Getting Started#
The default install path is one command from PyPI.
1. Create a Python environment#
python3 -m venv .venv
source .venv/bin/activate
2. Install PalaceToolkit#
pip install palace-toolkit
On Linux x86_64, this also fetches the matching prebuilt Palace CPU runtime on first use. You can also install it explicitly:
palace-toolkit-install-binary
3. Verify Palace runtime#
palace-toolkit-check
Expected output includes Palace runtime check: OK, the selected runtime path,
and a Palace version line.
3b.

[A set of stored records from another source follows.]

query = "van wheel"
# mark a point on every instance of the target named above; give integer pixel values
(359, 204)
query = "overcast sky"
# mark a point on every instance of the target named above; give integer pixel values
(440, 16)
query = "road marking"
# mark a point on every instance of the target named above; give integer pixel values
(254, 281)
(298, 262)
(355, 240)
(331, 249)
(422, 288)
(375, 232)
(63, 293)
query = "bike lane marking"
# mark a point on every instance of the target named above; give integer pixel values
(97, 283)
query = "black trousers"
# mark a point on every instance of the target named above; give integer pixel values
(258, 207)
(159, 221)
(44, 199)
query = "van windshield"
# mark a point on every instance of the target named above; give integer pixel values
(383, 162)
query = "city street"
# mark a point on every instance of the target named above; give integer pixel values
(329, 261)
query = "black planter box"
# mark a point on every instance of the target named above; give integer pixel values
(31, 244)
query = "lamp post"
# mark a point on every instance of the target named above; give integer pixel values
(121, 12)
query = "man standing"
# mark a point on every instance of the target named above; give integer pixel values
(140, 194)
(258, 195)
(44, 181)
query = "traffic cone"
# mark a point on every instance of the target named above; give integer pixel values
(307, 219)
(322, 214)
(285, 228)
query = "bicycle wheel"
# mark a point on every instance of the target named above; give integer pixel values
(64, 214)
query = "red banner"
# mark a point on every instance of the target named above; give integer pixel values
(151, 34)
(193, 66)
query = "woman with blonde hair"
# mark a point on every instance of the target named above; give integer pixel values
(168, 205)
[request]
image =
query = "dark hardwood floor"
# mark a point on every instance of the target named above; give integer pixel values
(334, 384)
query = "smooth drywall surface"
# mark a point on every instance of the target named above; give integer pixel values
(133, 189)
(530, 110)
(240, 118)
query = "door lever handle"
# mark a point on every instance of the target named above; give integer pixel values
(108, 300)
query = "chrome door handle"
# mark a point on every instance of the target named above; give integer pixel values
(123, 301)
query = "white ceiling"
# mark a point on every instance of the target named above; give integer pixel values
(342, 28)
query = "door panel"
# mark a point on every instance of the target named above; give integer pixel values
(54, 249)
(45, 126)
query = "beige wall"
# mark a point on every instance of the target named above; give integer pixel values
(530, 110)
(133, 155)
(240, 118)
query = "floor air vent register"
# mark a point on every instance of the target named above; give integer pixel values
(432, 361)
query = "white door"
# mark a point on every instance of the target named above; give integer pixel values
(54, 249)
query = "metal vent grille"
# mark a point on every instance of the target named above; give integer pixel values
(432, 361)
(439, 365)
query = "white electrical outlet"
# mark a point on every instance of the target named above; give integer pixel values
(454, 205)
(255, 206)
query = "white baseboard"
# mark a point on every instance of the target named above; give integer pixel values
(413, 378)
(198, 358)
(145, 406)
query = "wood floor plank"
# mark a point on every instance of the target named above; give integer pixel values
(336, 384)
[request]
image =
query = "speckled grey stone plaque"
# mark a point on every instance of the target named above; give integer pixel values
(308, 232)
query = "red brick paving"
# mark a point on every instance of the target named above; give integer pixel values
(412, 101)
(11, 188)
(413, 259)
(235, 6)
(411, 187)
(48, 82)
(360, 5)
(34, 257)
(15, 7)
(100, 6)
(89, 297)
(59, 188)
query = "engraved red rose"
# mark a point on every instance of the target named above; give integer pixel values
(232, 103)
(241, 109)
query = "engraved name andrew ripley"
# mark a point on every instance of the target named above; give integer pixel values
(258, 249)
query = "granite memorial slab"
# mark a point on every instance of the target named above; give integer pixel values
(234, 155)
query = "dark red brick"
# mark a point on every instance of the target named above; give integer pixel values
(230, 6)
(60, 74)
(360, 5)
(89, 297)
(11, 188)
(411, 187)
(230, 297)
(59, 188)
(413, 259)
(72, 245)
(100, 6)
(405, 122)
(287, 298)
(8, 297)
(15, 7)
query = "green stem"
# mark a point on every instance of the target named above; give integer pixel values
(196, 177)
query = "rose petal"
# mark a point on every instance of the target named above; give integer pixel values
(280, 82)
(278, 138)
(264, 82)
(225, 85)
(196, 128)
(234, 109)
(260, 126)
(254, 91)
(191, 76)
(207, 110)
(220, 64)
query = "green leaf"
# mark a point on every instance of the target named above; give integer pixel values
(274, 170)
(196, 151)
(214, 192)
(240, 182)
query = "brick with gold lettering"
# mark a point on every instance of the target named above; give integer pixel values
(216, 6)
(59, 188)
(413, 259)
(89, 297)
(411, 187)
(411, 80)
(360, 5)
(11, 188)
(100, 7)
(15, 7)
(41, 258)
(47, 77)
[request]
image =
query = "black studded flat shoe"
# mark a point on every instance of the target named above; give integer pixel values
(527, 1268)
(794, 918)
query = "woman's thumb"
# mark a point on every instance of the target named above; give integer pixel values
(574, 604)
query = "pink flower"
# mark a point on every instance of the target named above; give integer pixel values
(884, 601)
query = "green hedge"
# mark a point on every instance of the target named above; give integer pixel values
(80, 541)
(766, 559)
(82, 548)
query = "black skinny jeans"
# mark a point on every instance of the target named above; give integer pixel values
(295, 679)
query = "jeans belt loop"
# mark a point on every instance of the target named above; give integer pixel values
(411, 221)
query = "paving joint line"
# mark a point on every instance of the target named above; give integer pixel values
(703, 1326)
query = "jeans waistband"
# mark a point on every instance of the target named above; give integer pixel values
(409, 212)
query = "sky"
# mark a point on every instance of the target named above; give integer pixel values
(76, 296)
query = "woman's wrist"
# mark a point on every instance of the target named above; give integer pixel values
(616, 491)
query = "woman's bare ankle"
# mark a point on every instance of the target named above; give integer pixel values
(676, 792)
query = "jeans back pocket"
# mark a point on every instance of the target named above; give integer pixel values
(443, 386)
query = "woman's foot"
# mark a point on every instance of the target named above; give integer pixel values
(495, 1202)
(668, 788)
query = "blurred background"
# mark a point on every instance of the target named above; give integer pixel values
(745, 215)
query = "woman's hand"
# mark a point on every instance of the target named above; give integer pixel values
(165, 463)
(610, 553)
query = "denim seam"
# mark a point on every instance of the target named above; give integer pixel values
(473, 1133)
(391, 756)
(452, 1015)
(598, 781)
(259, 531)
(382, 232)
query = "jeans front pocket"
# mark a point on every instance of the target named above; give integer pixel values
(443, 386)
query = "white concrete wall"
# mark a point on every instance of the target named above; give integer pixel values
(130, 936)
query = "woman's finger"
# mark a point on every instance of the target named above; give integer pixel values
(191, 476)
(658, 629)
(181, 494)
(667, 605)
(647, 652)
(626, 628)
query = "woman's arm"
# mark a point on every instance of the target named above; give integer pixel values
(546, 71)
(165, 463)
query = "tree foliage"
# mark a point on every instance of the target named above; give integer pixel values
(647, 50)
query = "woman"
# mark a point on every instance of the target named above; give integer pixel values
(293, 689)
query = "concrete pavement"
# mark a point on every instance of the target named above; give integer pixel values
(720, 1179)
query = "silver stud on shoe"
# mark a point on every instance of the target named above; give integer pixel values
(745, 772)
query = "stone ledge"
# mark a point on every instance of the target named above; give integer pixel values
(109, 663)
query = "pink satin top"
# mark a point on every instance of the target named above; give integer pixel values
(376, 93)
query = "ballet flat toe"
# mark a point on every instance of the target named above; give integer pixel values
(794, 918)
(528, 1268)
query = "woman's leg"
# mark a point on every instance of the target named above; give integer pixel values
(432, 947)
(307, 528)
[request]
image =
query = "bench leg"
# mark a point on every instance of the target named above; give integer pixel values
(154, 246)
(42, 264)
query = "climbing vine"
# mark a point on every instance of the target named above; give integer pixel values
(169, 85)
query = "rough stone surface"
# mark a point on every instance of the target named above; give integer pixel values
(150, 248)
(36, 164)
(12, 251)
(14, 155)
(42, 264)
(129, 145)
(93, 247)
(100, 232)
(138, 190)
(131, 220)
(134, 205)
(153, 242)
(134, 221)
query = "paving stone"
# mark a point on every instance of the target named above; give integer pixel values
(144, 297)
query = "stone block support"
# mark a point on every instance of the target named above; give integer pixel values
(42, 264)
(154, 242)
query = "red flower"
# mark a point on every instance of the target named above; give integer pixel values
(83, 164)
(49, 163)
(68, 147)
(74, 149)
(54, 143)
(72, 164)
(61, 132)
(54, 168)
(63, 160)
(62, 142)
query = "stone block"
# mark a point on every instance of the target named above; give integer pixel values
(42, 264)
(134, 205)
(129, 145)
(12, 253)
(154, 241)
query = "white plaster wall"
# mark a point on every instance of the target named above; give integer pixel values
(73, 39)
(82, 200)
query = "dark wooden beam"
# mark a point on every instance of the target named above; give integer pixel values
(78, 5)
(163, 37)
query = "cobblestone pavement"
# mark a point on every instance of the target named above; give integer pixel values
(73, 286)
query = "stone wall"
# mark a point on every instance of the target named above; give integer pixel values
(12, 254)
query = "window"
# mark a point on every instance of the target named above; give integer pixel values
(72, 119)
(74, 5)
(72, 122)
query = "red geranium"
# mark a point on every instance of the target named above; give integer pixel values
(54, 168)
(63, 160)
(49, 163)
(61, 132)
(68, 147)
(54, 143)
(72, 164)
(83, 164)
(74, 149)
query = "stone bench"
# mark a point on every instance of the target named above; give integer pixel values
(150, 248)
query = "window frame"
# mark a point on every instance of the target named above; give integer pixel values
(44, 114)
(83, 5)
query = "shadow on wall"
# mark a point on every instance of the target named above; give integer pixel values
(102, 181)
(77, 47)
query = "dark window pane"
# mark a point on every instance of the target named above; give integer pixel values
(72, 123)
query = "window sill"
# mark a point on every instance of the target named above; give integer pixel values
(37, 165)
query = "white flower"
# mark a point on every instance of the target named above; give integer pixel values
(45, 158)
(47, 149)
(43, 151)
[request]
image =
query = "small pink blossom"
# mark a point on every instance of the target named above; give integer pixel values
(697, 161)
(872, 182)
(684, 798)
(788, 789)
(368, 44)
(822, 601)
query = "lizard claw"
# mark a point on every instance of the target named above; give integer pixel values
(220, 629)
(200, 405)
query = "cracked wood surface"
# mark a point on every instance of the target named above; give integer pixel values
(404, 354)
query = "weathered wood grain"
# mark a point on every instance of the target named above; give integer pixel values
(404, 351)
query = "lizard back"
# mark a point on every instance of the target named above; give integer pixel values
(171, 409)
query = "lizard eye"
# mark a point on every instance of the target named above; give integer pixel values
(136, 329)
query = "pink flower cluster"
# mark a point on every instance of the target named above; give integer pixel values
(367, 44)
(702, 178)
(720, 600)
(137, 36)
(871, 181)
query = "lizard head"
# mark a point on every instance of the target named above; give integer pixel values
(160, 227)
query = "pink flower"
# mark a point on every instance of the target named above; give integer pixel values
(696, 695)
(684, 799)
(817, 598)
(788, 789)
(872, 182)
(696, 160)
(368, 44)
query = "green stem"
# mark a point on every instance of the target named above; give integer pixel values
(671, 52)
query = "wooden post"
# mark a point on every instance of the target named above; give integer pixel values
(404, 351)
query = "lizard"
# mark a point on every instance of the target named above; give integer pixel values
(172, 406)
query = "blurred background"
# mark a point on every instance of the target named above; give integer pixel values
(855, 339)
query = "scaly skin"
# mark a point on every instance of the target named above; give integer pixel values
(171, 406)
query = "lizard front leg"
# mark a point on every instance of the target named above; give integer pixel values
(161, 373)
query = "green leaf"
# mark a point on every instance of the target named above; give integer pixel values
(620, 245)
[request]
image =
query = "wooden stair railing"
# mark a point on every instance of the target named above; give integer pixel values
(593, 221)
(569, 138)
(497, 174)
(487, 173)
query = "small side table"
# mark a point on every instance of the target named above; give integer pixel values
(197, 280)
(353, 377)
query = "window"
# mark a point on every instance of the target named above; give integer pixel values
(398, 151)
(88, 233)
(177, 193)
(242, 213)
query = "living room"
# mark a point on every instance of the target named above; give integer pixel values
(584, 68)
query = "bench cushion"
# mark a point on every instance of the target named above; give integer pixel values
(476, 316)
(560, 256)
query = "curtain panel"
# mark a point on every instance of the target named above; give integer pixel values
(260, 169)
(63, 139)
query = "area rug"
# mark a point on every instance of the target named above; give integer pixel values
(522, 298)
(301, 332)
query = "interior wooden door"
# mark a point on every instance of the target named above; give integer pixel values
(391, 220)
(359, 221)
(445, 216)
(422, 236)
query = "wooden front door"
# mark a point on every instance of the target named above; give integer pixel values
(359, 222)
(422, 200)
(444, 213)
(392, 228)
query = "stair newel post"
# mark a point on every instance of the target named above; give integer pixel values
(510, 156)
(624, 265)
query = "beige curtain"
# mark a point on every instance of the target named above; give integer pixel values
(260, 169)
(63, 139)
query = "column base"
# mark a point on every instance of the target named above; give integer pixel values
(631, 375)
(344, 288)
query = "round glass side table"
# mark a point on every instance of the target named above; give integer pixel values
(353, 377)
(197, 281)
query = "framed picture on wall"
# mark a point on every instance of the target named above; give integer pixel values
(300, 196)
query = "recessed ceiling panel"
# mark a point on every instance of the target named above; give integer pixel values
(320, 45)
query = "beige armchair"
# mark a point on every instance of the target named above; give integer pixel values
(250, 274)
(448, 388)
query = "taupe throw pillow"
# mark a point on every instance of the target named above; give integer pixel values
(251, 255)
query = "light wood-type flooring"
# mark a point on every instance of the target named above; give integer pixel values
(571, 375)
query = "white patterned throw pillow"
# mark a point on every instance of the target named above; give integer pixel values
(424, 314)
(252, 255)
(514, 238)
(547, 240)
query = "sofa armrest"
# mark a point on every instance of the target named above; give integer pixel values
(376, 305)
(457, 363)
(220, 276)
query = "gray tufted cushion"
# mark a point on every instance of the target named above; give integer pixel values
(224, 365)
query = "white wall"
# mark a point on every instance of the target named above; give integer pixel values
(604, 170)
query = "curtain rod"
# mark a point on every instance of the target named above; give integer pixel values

WSL users (optional GUI + runtime libraries)#
Some WSL environments need additional runtime libraries:
sudo apt update
sudo apt install -y libglu1-mesa-dev libgomp1 libxft2
For interactive matplotlib windows in WSL:
sudo apt install -y python3-tk
Then set the backend in ~/.config/matplotlib/matplotlibrc:
backend: TkAgg
4. Optional power-user source builds (latest/custom Palace)#
Use this only when you explicitly want a source-built Palace (nightly/custom flags such as CUDA/HIP/MAGMA):
git clone https://github.com/EpsilonForge/PalaceToolkit.git
cd PalaceToolkit
python3 -m venv .venv
source .venv/bin/activate
PALACETOOLKIT_BUILD_PALACE=1 PALACETOOLKIT_CLONE_NIGHTLY=1 pip install -e .
You can then point PalaceToolkit at your custom runtime via Python:
python -c "from palacetoolkit.simulation import set_palace_path; set_palace_path('/path/to/palace-or-Palace.sif')"
See the dedicated Ubuntu build guide and compatibility policy for details.